We could set ignore_user_abort(true) but to me, that doesn’t seem clean enough. I want to return a 200 from the Version Create API call.
Solution
Send a PHP-CLI process to the background of the server to do the long running hard work for you. This’ll only work in linux with php-cli installed.
This method requires two files: one to create the process and the long running PHP file you’d like to execute in the background.
Lets say you have a 15 minute script called long/deploy.php. This is how you’d fork of the script into the background to run for as long as it needs.
exec("php ".__dir__."/long/deploy.php >/dev/null 2>&1 &");
This would simply send the long deploy script of into the background. Sending all of it’s output to /dev/null and the error stream there too (that’s the 2>&1 bit).
Going further
Because we are sending the long running php process to the abyss, we aren’t able to ask it how it’s doing, unless we make the script write how it’s doing to a text file or a database.

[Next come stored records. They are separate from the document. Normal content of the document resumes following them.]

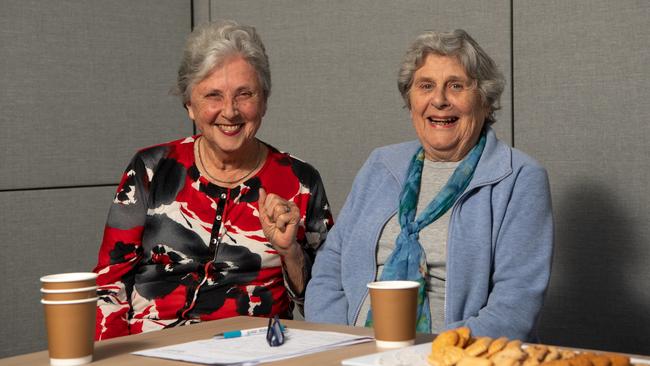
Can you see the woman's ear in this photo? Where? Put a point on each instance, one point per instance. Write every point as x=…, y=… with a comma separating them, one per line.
x=190, y=111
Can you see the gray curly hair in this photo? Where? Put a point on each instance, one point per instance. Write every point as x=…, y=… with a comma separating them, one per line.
x=478, y=65
x=210, y=44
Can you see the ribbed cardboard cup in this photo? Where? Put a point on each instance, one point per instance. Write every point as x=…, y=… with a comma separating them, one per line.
x=69, y=294
x=70, y=330
x=69, y=280
x=394, y=311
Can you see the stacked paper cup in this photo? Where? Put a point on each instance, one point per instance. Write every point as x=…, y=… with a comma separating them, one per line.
x=70, y=300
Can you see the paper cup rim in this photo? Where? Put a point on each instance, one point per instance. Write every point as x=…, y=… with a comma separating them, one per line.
x=69, y=302
x=393, y=285
x=69, y=277
x=67, y=290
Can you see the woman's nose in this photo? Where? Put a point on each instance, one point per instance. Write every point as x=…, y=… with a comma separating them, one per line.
x=439, y=99
x=229, y=109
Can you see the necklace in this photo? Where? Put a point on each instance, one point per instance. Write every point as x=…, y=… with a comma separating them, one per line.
x=205, y=168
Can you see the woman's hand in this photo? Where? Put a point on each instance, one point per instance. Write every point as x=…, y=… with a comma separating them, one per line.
x=279, y=219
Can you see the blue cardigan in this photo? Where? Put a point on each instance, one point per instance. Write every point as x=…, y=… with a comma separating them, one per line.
x=499, y=246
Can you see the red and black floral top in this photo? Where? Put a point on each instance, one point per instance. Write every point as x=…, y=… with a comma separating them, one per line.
x=178, y=249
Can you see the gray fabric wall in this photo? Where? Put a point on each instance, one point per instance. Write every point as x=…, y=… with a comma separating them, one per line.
x=84, y=84
x=582, y=85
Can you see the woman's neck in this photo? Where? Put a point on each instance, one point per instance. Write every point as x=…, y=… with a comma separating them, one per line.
x=232, y=168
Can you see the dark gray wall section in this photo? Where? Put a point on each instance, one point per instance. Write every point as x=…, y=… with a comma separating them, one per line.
x=43, y=231
x=582, y=88
x=334, y=68
x=85, y=84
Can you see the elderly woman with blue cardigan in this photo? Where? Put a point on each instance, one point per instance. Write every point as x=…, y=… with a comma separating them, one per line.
x=457, y=210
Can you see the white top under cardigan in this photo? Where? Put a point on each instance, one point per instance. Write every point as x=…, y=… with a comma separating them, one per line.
x=433, y=238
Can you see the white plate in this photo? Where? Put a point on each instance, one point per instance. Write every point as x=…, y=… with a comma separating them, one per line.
x=415, y=356
x=411, y=356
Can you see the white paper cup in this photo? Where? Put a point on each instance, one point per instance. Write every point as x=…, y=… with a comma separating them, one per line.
x=394, y=312
x=70, y=330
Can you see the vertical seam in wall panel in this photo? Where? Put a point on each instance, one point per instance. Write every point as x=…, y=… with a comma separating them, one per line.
x=512, y=73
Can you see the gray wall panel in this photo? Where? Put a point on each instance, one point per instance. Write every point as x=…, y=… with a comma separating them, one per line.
x=334, y=68
x=43, y=232
x=582, y=87
x=84, y=84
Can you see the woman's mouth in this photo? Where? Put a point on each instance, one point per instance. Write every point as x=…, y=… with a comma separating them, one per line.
x=442, y=122
x=230, y=130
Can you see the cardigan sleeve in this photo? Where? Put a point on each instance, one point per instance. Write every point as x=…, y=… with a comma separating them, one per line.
x=120, y=252
x=522, y=261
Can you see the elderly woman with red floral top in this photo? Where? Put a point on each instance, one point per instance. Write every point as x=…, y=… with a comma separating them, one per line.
x=215, y=225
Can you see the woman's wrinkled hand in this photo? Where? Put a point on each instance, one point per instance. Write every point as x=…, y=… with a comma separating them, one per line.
x=279, y=219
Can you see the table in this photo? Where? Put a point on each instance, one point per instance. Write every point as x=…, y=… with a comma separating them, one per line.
x=116, y=351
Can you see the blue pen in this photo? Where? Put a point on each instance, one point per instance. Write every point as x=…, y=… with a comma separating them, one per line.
x=244, y=332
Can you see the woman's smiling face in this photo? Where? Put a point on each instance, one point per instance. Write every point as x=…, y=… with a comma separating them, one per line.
x=446, y=108
x=228, y=105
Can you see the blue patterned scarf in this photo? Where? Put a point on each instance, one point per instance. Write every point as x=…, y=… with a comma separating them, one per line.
x=408, y=260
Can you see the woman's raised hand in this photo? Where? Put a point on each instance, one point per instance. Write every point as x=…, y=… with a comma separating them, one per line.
x=279, y=219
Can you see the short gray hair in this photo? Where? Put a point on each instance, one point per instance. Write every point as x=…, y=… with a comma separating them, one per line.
x=478, y=65
x=210, y=44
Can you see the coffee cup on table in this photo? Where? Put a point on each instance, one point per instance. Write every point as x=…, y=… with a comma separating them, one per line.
x=394, y=312
x=70, y=302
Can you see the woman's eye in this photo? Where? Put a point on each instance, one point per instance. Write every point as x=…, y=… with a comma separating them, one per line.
x=456, y=86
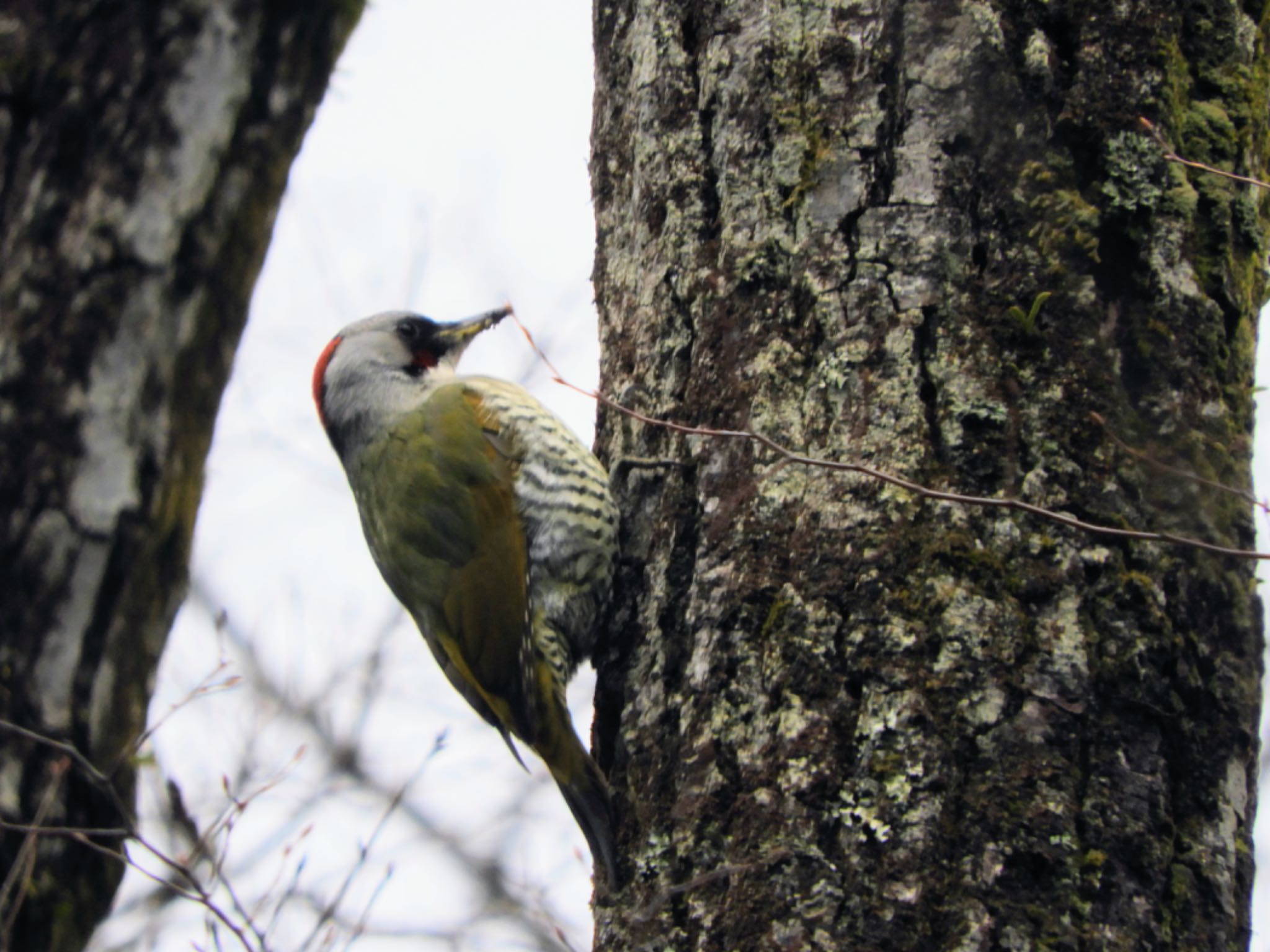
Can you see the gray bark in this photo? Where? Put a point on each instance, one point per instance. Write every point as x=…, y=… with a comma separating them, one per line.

In the example of my API’s deploy call, I find out how my long running script is going by updating a version_status INT(4) column in my versions table. The catch is, I create this row before I start the deploy script. This is so that I’m able to return the new version_id of the version created. But means we have to pass the long running process some arguments so it knows what row to update.
Sending arguments can be done easily by adding to the exec command above:
$result_id = $mysqli->insert_id; /* EG: 1234215 */
$args = array(0 => $result_id);
exec("php ".__dir__."/long/deploy.php ".implode(" ", $args)." >/dev/null 2>&1 &");
Inside long/deploy.php
print_r($argv);
/* Would output: */
Array (
0 => 1234215 /* The $result_id above */
)
So this means you’ll be able to pass any string or int via the command and use it in your long running php process later on.